The album was a hit, peaking at number 3 on the Billboard 200 chart of top albums.In August 1967, Highway 61 was certificated as a gold record.
Highway 61 Revisited has remained among the most highly acclaimed of Dylan’s works. Scaduto, Dylan’s first serious biographer, wrote that it may be “one of the most brilliant pop records ever made. As rock, it cuts through to the core of the music—a hard driving beat without frills, without self-consciousness.” Commenting on Dylan’s imagery, Scaduto wrote: “Not since Rimbaud has a poet used all the language of the street to expose the horrors of the streets, to describe a state of the union that is ugly and absurd.”
Dylan critic Michael Gray called Highway 61 “revolutionary and stunning, not just for its energy and panache but in its vision: fusing radical, electrical music … with lyrics that were light years ahead of anyone else’s; Dylan here unites the force of blues-based rock’n’roll with the power of poetry. Rock culture, in an important sense, the 1960s, started here.”
In 1995 Highway 61 Revisited was named the fifth greatest album of all time in a poll conducted by Mojo magazine.
In 2001, the TV network VH1 placed it at number 22.

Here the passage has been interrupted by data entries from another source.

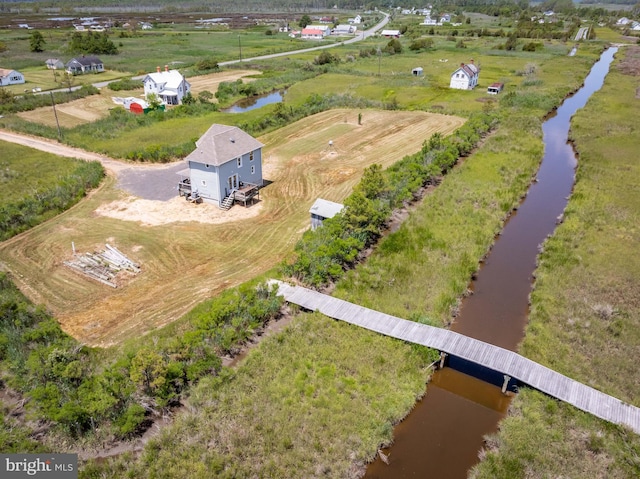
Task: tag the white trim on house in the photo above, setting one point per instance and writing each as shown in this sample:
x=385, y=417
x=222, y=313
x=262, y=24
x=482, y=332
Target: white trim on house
x=465, y=77
x=169, y=85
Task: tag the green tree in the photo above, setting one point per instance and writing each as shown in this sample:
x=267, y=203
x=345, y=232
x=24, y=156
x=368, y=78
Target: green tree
x=148, y=371
x=304, y=21
x=36, y=41
x=394, y=46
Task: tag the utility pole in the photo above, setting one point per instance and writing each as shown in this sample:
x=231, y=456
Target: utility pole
x=55, y=113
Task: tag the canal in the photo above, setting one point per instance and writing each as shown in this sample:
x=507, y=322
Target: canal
x=442, y=436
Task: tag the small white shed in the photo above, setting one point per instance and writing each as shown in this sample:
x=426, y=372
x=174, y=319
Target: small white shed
x=323, y=209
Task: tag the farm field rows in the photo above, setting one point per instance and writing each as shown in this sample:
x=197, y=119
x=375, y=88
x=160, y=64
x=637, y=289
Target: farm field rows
x=94, y=107
x=185, y=262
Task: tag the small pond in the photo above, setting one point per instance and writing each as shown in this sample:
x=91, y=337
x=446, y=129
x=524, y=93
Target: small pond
x=254, y=102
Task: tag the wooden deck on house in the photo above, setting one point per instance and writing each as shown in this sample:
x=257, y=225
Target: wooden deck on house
x=493, y=357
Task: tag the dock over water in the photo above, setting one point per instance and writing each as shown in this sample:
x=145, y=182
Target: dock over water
x=493, y=357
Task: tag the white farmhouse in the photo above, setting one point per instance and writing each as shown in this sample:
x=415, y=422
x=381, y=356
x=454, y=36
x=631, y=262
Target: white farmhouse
x=10, y=77
x=465, y=77
x=169, y=85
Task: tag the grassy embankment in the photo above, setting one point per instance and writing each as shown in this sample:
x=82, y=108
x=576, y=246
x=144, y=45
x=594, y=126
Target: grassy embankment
x=247, y=422
x=585, y=313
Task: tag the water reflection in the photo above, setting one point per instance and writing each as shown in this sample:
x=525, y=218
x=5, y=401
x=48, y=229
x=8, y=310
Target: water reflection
x=444, y=432
x=255, y=102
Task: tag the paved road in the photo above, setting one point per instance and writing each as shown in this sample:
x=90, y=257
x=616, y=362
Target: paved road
x=361, y=36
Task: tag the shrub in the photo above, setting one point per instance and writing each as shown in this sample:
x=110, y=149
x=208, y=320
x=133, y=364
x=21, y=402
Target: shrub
x=326, y=58
x=322, y=255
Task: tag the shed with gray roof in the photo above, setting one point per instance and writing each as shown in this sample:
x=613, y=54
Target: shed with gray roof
x=323, y=209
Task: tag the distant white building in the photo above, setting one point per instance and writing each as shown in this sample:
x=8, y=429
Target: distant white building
x=430, y=21
x=465, y=77
x=312, y=34
x=169, y=85
x=323, y=209
x=54, y=64
x=344, y=30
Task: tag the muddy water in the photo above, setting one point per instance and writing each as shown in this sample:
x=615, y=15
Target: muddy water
x=443, y=434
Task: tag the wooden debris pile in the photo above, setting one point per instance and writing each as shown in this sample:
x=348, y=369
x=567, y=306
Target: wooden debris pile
x=103, y=266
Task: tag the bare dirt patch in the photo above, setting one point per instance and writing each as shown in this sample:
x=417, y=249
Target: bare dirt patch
x=189, y=254
x=95, y=107
x=156, y=213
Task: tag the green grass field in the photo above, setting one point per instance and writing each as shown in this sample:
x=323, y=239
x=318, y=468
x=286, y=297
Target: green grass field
x=17, y=167
x=418, y=272
x=283, y=410
x=585, y=312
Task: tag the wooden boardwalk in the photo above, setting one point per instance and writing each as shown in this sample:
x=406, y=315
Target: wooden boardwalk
x=493, y=357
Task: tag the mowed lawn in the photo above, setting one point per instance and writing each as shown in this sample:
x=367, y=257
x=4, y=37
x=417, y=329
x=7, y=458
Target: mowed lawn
x=95, y=107
x=186, y=262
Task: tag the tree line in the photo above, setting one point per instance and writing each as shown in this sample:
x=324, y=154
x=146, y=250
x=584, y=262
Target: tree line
x=72, y=390
x=323, y=255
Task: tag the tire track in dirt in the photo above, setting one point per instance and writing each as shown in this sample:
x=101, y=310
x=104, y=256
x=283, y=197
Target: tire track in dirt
x=185, y=262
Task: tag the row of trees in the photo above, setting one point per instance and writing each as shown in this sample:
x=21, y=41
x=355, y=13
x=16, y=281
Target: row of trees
x=323, y=255
x=68, y=387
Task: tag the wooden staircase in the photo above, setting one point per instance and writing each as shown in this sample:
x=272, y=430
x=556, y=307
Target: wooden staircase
x=227, y=203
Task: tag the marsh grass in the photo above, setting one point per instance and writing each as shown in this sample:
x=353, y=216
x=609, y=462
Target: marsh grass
x=278, y=415
x=585, y=312
x=315, y=400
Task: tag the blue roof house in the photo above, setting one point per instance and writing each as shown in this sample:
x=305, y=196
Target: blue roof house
x=225, y=168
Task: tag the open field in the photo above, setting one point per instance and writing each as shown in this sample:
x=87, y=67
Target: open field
x=186, y=262
x=210, y=82
x=585, y=312
x=94, y=107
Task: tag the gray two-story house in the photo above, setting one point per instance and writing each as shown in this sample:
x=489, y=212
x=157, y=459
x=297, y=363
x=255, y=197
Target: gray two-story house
x=225, y=167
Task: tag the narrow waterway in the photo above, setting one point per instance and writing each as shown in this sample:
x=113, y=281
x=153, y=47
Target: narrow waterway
x=442, y=436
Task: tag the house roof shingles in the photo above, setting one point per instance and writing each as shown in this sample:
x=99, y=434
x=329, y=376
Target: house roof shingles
x=87, y=60
x=469, y=69
x=221, y=144
x=167, y=79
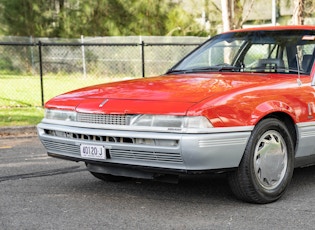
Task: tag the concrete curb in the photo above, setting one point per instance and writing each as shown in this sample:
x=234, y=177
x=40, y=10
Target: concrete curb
x=17, y=131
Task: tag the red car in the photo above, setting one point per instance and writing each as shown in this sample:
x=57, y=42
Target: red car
x=243, y=103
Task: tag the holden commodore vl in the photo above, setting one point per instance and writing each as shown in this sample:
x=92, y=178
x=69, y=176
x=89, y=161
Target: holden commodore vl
x=242, y=103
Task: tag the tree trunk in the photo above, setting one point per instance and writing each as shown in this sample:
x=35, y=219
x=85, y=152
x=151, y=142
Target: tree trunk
x=226, y=14
x=298, y=9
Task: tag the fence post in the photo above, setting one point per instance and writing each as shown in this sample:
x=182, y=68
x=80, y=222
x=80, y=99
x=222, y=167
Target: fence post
x=41, y=71
x=142, y=59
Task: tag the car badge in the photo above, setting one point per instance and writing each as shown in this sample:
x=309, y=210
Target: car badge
x=103, y=103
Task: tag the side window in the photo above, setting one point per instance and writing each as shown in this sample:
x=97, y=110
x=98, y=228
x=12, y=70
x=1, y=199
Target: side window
x=305, y=56
x=255, y=52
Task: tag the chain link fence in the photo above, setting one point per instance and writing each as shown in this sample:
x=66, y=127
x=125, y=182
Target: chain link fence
x=34, y=70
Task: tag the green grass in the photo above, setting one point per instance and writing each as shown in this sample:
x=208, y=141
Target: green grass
x=23, y=116
x=20, y=95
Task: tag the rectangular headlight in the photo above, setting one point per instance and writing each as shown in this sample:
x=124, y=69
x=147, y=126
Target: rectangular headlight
x=171, y=121
x=63, y=115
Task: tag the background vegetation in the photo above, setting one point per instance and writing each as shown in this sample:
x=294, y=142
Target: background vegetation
x=74, y=18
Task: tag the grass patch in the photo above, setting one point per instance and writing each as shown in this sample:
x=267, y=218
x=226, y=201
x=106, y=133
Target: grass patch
x=20, y=95
x=23, y=116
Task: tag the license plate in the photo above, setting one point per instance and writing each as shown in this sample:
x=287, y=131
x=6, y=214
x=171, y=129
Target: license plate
x=93, y=151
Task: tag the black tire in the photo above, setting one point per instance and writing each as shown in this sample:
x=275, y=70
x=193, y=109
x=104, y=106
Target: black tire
x=267, y=165
x=108, y=177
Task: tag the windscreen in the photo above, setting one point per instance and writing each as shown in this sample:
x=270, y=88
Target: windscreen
x=285, y=51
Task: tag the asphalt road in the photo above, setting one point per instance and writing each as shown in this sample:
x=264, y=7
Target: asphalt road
x=39, y=192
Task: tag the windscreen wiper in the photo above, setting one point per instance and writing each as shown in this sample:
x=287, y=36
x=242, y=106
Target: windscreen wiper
x=205, y=69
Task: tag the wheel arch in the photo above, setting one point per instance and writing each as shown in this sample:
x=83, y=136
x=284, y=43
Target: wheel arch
x=289, y=123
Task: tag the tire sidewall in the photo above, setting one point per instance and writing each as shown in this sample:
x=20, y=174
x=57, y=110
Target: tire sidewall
x=259, y=131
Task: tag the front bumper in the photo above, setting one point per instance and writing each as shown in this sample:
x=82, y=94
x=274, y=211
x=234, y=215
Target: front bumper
x=153, y=150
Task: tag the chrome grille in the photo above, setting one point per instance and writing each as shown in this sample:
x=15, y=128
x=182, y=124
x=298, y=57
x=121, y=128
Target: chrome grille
x=117, y=154
x=146, y=155
x=108, y=119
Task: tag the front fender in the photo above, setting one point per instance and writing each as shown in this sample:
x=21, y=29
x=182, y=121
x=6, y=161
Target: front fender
x=269, y=107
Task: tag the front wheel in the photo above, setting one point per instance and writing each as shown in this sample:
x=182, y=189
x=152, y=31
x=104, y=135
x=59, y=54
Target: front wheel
x=267, y=165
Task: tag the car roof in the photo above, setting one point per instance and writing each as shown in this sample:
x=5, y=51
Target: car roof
x=273, y=28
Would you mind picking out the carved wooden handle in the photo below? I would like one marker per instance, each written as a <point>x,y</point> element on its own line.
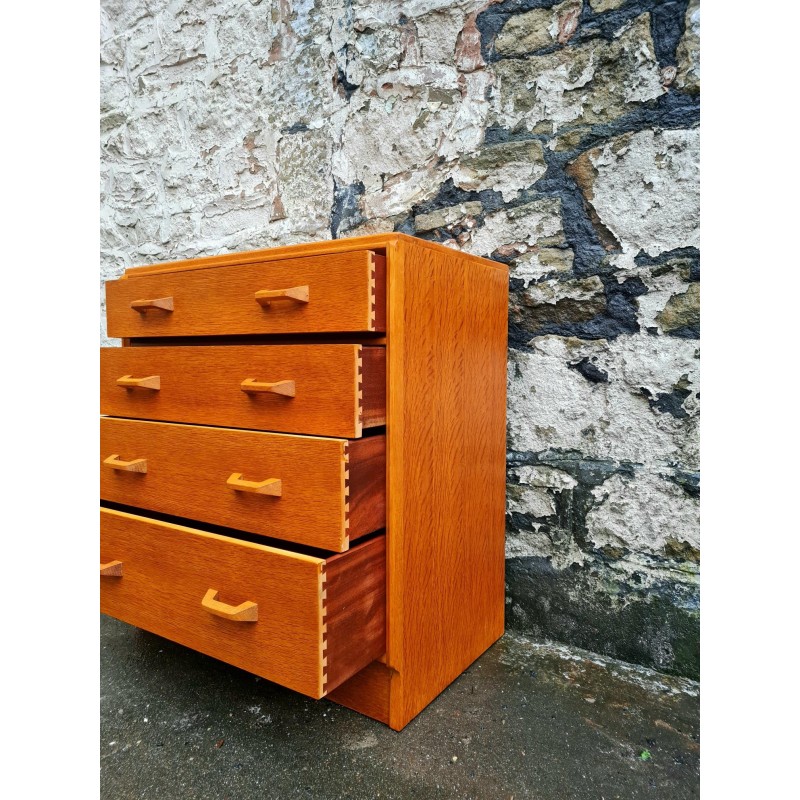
<point>111,570</point>
<point>137,465</point>
<point>150,382</point>
<point>163,303</point>
<point>285,388</point>
<point>297,293</point>
<point>244,612</point>
<point>269,486</point>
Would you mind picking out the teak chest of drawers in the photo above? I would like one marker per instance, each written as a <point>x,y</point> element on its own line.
<point>303,464</point>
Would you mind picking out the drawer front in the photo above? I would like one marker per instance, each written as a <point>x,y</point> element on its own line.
<point>326,389</point>
<point>314,624</point>
<point>333,293</point>
<point>313,491</point>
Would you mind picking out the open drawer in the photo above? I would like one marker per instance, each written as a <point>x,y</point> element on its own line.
<point>305,622</point>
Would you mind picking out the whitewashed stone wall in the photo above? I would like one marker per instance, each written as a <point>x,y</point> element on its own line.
<point>560,138</point>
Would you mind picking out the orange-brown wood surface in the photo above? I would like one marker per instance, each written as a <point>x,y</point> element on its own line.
<point>204,385</point>
<point>367,485</point>
<point>355,620</point>
<point>188,468</point>
<point>367,692</point>
<point>168,570</point>
<point>446,417</point>
<point>444,449</point>
<point>341,297</point>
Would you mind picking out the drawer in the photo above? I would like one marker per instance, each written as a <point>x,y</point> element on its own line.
<point>309,490</point>
<point>307,623</point>
<point>343,292</point>
<point>325,389</point>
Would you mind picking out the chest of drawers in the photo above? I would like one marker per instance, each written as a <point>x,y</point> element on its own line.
<point>303,464</point>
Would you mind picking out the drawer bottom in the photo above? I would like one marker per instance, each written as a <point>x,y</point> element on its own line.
<point>305,622</point>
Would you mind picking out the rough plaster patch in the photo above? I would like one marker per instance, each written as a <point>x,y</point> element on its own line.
<point>540,262</point>
<point>524,226</point>
<point>553,406</point>
<point>538,28</point>
<point>642,514</point>
<point>590,83</point>
<point>506,168</point>
<point>688,76</point>
<point>647,191</point>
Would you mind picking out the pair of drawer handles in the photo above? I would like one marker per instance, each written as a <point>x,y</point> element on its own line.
<point>270,486</point>
<point>248,385</point>
<point>244,612</point>
<point>299,294</point>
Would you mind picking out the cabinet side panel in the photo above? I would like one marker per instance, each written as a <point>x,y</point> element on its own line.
<point>447,485</point>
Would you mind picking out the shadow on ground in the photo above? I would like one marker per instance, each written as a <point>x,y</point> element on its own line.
<point>527,720</point>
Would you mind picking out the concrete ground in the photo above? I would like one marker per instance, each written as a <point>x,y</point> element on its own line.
<point>527,720</point>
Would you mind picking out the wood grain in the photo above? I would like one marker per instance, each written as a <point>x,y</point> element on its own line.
<point>355,590</point>
<point>188,467</point>
<point>223,301</point>
<point>366,485</point>
<point>204,385</point>
<point>367,692</point>
<point>169,570</point>
<point>446,361</point>
<point>378,243</point>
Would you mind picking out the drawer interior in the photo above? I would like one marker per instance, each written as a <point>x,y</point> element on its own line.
<point>319,619</point>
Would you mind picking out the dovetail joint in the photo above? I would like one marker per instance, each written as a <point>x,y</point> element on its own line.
<point>360,389</point>
<point>323,593</point>
<point>372,292</point>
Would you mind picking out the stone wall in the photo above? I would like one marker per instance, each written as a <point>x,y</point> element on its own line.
<point>559,138</point>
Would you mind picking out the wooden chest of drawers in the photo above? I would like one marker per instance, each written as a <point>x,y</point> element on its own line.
<point>303,464</point>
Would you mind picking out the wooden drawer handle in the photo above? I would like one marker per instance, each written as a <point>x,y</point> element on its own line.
<point>269,486</point>
<point>297,293</point>
<point>163,303</point>
<point>111,570</point>
<point>244,612</point>
<point>286,388</point>
<point>137,465</point>
<point>150,382</point>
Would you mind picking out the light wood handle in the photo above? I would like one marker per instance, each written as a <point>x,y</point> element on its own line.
<point>164,303</point>
<point>150,382</point>
<point>137,465</point>
<point>244,612</point>
<point>285,388</point>
<point>269,486</point>
<point>297,293</point>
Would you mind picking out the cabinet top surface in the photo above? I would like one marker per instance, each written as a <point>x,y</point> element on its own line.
<point>381,241</point>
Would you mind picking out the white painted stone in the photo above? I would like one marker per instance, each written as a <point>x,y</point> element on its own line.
<point>525,225</point>
<point>551,406</point>
<point>647,191</point>
<point>642,513</point>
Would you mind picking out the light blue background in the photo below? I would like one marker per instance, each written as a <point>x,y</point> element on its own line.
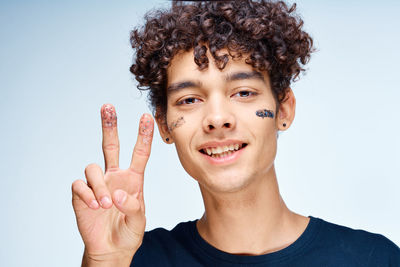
<point>60,61</point>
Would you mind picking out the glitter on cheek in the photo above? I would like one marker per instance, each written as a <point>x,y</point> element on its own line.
<point>175,124</point>
<point>146,130</point>
<point>109,116</point>
<point>265,113</point>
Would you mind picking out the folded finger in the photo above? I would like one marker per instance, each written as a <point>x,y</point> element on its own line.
<point>95,180</point>
<point>142,149</point>
<point>81,190</point>
<point>110,136</point>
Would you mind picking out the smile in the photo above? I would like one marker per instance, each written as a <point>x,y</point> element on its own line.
<point>222,151</point>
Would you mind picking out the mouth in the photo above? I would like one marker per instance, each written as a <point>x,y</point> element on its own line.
<point>222,151</point>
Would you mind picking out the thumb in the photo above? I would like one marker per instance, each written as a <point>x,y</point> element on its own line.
<point>132,207</point>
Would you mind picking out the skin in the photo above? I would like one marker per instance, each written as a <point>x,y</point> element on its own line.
<point>244,212</point>
<point>109,206</point>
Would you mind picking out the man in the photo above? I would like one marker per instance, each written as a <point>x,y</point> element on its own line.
<point>219,77</point>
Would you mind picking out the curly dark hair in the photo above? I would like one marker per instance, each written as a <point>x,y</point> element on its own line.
<point>268,33</point>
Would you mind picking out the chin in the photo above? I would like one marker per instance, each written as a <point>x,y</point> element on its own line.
<point>225,183</point>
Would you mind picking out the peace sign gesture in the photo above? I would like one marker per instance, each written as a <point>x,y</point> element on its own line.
<point>109,207</point>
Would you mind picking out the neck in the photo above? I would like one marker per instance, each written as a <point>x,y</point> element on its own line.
<point>253,221</point>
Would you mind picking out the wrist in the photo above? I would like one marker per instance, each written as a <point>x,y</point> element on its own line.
<point>122,258</point>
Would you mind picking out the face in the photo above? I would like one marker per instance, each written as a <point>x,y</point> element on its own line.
<point>212,111</point>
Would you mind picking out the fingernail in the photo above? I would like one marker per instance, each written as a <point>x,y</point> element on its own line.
<point>94,204</point>
<point>108,116</point>
<point>146,128</point>
<point>105,201</point>
<point>120,196</point>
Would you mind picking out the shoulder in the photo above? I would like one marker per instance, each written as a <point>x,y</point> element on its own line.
<point>374,249</point>
<point>160,245</point>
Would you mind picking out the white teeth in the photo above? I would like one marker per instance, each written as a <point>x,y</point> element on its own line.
<point>221,151</point>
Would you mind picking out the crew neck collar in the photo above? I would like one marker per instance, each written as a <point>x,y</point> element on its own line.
<point>284,254</point>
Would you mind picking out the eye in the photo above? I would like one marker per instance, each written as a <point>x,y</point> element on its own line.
<point>245,94</point>
<point>188,101</point>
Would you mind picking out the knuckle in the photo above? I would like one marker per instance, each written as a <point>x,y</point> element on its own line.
<point>91,167</point>
<point>76,185</point>
<point>141,152</point>
<point>111,147</point>
<point>136,171</point>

In 2003, Rolling Stone magazine, describing Highway 61 as “one of those albums that, quite simply, changed everything”, placed it at number four in its list of the greatest albums of all time.
The Rolling Stone list of the 500 greatest songs of all time ranked “Highway 61 Revisited”, “Desolation Row” and “Like a Rolling Stone” at #364, #185 and #1, respectively.